Networker

Re: [Networker] SLAs and backup cost estimates

2008-05-16 15:19:48
Subject: Re: [Networker] SLAs and backup cost estimates
From: Stan Horwitz <stan AT TEMPLE DOT EDU>
To: NETWORKER AT LISTSERV.TEMPLE DOT EDU
Date: Fri, 16 May 2008 15:17:20 -0400
On May 16, 2008, at 2:56 PM, Fazil Saiyed wrote:

Hi,
Stan, thanks for the update, what i meant by " Device Management " is
jbconfig\Gui to get back to base config if there are problems with devices
and we need to rebuild or adjust the backup server, recently networker
added "jbedit" but now we exclusively use GUI. I have a script now that captures pool, device associations, client config etc in case i need to
refer back.
Major problems exist with keeping track of " clone completion" Media
movement with correct retention to Offsite for us, reporting on what being backed up in real time with actionable items remains deficient. We have
now moved most of the scheduling to external job schedulers.
During DR networker never fails to surprise us, whetter it's long boot
times due to " reverse name resolution" ( now we have no host file, we use
DNS" to
Devices not working right, to recovers failing ( could drivers, hardware issues at offsite") we do not use replication or have standby server for
recover at DR.
Frustration mounts as recovery team wants their data fast.
We use ADIC Tape lib at offsite vendor site, which is also used locally,
every time at DR it's different reason why networker takes longer to
recover, from HBA, Hardware, name resolution etc.
Reconfiguring Networker at DR involves removing existing config that is usually the most time consuming, i whish networker recovery is not tied to
it, or changed in a fashion that you recover networker indexes &
functionality and either re-configure hardware or import hardware config
separately, this would speed up connecting to Tape Drives\Tape Lib.
Just my thoughts.

We have two tape libraries. One tape library (our Sony PetaSite) has 14 Sony S-AIT1 tape drives in it, and roughly 1000 tape slots. This tape library is connected via fibre channel to my Solaris 10 sparc NetWorker server (its a Sun T2000) and also to a Sun X4500 with Solaris 10 x86. This aspect of it was all set up by an outside consultant with Cambridge Computer Services. I did not have to use jbconfig at all to set it up only because the consultant did that part of it. I have not had to touch that configuration since the last time it was changed last October when we wired in the X4500. Four of the 14 tape drives are shared via dynamic drive sharing. Five of the tape drives are local to the NetWorker server. The remaining five are local to the X4500 storage node. All are wired in via a Qlogic SAN switch.

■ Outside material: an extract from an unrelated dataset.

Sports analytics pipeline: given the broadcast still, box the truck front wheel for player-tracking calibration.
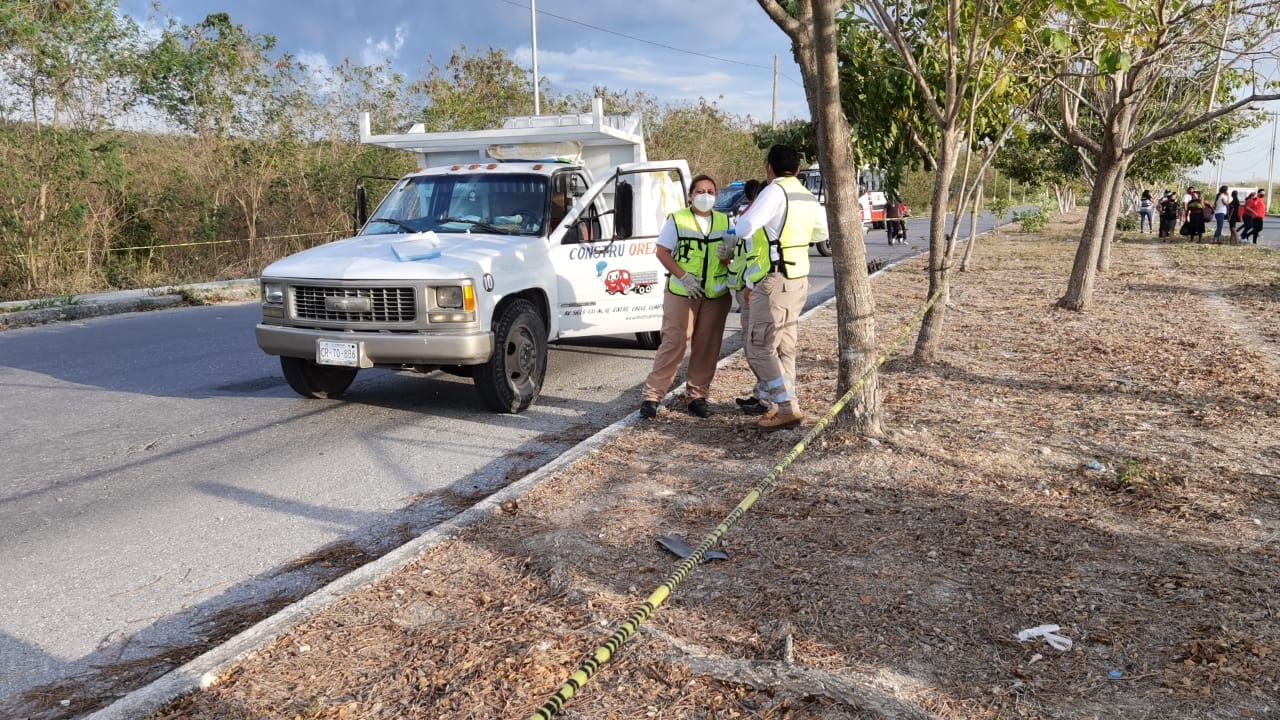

This Sony PetaSite was first deployed four years ago and last upgraded two years ago. It has been running without interruption for the past two years since it was upgraded to have more tape drives. I have not rebooted it since that time (it runs a modified version of Red Hat Linux). On the other hand, on the average of once a week, one of the S- AIT1 tape drives chokes on a tape and NetWorker fails to verify it. When that happens, I almost always have to schlep over to the building where the tape library is housed and power cycle the affected tape drive, but I haven't needed to do anything at the OS level to keep the devices happy.

I am aware that NetWorker needs improvement with how tape cloning is done, but it is not a pain point at my site. Although we do ship a few tapes off-site, they are the original copies. We don't bother cloning the tapes before shipping them off-site, but we also replicate the data on those tapes to a disk device (outside of NetWorker) before each night's backups run. So if we need to get back a file quickly, we can just copy it over, plus the replicants are off-site at our SunGard DR facility.

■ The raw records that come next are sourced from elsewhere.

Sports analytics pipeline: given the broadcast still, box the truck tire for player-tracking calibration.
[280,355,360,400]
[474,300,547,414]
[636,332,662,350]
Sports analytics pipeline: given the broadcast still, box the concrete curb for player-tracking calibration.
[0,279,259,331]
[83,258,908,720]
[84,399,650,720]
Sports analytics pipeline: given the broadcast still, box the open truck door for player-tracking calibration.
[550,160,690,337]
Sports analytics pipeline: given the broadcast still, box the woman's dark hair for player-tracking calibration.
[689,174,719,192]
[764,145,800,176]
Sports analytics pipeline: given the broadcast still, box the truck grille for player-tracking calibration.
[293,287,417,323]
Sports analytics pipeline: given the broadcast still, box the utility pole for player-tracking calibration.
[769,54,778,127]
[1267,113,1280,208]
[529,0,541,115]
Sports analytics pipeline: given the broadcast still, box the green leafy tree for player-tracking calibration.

My other storage node, which is a Dell 2950 with a Qualstar tape library that has 4 LTO-3 tape drives, I can't seem to get it to maintain persistent binding. The tape drives are all wired into individual HBA ports on the Dell. The HBA cards are Dell branded, but made by Qlogic. Every once in a while, NetWorker loses track of which tapes are in which LTO-3 drives due to a loss of the fibre channel binding. I quickly learned (with help from EMC tech support) that power cycling the tape library and the 2950, then rebuilding the tape library resource (via the NMC GUI) fixes the problem just fine. In fact, this problem occurred last week when I was in Florida on vacation and I had taken the precaution of documenting the procedure to delete the tape library resource and rebuild it. A colleague back in the office did what my documentation said to do and its been working fine since. I haven't needed to use jbconfig for this process though; the GUI works just fine. I am also considering replacing the HBA cards in my Dell 2950 with cards that have more robust drivers.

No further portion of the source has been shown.